I crave routine that gives me space to chase my curiosity, time to really enjoy what I’m doing instead of rushing from one thing to the next, and the energy I need to be open and thoughtful.
1. Choose Wisely
Create your routine with a mix of habits and activities that contribute to long-term health and good work, but that also offer immediate benefits. For instance, drinking green smoothies helps you consume high quantities of fruits and veggies, but adding ginger gives you a daily zing that will result in early morning smiles.
2. Adjust for Inflation
If your schedule blows up with something unexpected, without joyful discipline, you might feel resentful or frustrated. Plan to be surprised, and let go when you need to.
3. Adjust for Deflation
You may have created your routine for days you are full of energy and focus. If you toss and turn the night before, you might not have the level of commitment you have after an 8 hour snooze. Instead of pushing through, adjust, back off, and do less.
Pay attention to how your routine is treating you. Do you feel healthier, happier, and more loving, or stressed and rundown? If after some time, your routine is not contributing to your well-being so you can contribute at a higher level to everyone around you, change things up.
Even though you will be adjusting for inflation and deflation, it’s up to you to protect your routine by saying no, making cuts, and giving yourself the space you need to grow, thrive, and heal. When we have to juggle everything, we can’t enjoy anything.
If your routine includes an early morning trip to the gym, and you scowl as you turn off your alarm clock at 5am, commit to smiling when you wake up. Stretch and smile before you get out of bed. Instead of thinking about how much you want to sleep in, remember how fortunate you are to have the opportunity to get up and workout. It might be a hard sell at first, but after a few days, your smile will work its way into your head.

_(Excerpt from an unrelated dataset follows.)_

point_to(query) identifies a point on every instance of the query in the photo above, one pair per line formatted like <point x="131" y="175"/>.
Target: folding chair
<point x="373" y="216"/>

Include other people in your routine. As someone who loves to spend time quietly writing, I know how hard this can be. Schedule calls with people who lift you up or invite friends for a weekly walk. Even if you work with other people all day long, intentionally including the right people in your routine will make a big difference.
If boredom is something you worry about, have 2 or 3 routines that you rotate throughout the week. I’m experimenting with something similar detailed below.
Schedule one day a week to wake up with no plans or obligations. This might be a good day to unplug your computer, take your Fitbit off, and remember what it’s like to let the day unfold. If your schedule is too full, aim for one day every two weeks or once a month to start.
10. Remember your why
When you create your routine, write a few sentences about why you want to structure your day with intention. When you are feeling unmotivated to continue, read what you wrote. Remembering your why will provide great emotional leverage when things get tough.
Start small and be mindful of how you spend your time. The more intentional you are, the more you will treasure the opportunity to create routine with joyful discipline.